Published: Dec 04, 2012

Four experimental cancer treatments that may one day help gravely ill children are facing review by U.S. pediatric advisers who have been working for years to find ways to develop more drugs for this underserved population. The medicines from GlaxoSmithKline Plc (GSK), Amgen (AMGN) Inc., Threshold Pharmaceuticals Inc. (THLD) and Boehringer Ingelheim GmbH have the potential to treat children with a variety of tumors and fast-spreading leukemia. The pediatric advisers to the Food and Drug Administration, in a meeting today, will discuss how best to test the medicines in sophisticated clinical trials in kids that may eventually lead to marketing approval. Companies typically gain clearance for cancer medicines in adults first and then take the time to learn more about the drugs’ potential in younger patients, a smaller and less profitable market.

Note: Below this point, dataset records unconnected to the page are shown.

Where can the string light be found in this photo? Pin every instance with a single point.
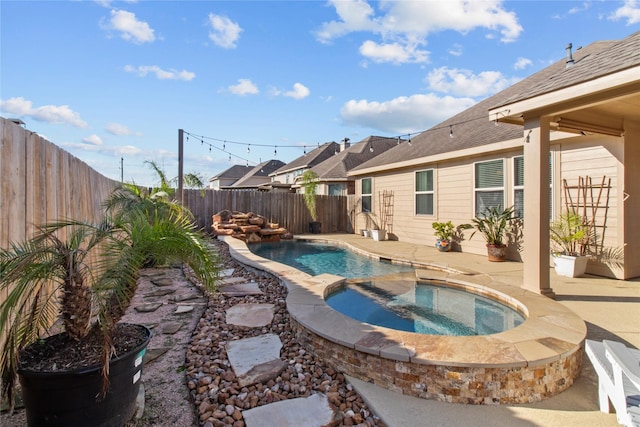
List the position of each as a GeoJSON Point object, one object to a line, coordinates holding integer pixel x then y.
{"type": "Point", "coordinates": [205, 140]}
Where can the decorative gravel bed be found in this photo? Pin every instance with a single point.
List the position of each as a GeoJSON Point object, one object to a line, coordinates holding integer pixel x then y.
{"type": "Point", "coordinates": [219, 398]}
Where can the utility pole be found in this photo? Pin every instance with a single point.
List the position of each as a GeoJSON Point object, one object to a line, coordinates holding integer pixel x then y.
{"type": "Point", "coordinates": [180, 164]}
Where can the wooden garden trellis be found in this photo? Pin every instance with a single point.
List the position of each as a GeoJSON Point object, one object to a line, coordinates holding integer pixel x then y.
{"type": "Point", "coordinates": [586, 199]}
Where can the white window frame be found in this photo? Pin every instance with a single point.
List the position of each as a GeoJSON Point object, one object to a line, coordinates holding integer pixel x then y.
{"type": "Point", "coordinates": [477, 190]}
{"type": "Point", "coordinates": [369, 195]}
{"type": "Point", "coordinates": [521, 187]}
{"type": "Point", "coordinates": [431, 192]}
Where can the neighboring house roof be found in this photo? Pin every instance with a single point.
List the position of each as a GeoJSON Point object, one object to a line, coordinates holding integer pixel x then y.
{"type": "Point", "coordinates": [311, 158]}
{"type": "Point", "coordinates": [235, 171]}
{"type": "Point", "coordinates": [472, 128]}
{"type": "Point", "coordinates": [336, 167]}
{"type": "Point", "coordinates": [258, 175]}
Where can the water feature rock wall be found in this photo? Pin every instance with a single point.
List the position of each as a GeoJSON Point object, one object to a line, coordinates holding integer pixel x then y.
{"type": "Point", "coordinates": [249, 227]}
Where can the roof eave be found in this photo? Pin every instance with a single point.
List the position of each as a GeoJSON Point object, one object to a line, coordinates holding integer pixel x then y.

That approach, though, has led to only 15 such medicines being allowed for use in children since 1998. Childhood cancers are “therapeutic orphans,” said Richard O’Reilly, chairman of the Department of Pediatrics at the Memorial Sloan-Kettering Cancer Center in New York. “We have long wanted to have access to promising drugs earlier in their development for kids.” About 10,000 children develop cancer over the course of a year, O’Reilly said, or less than 1 percent of the 1.6 million people in the U.S. who the American Cancer Society estimates will develop the disease this year.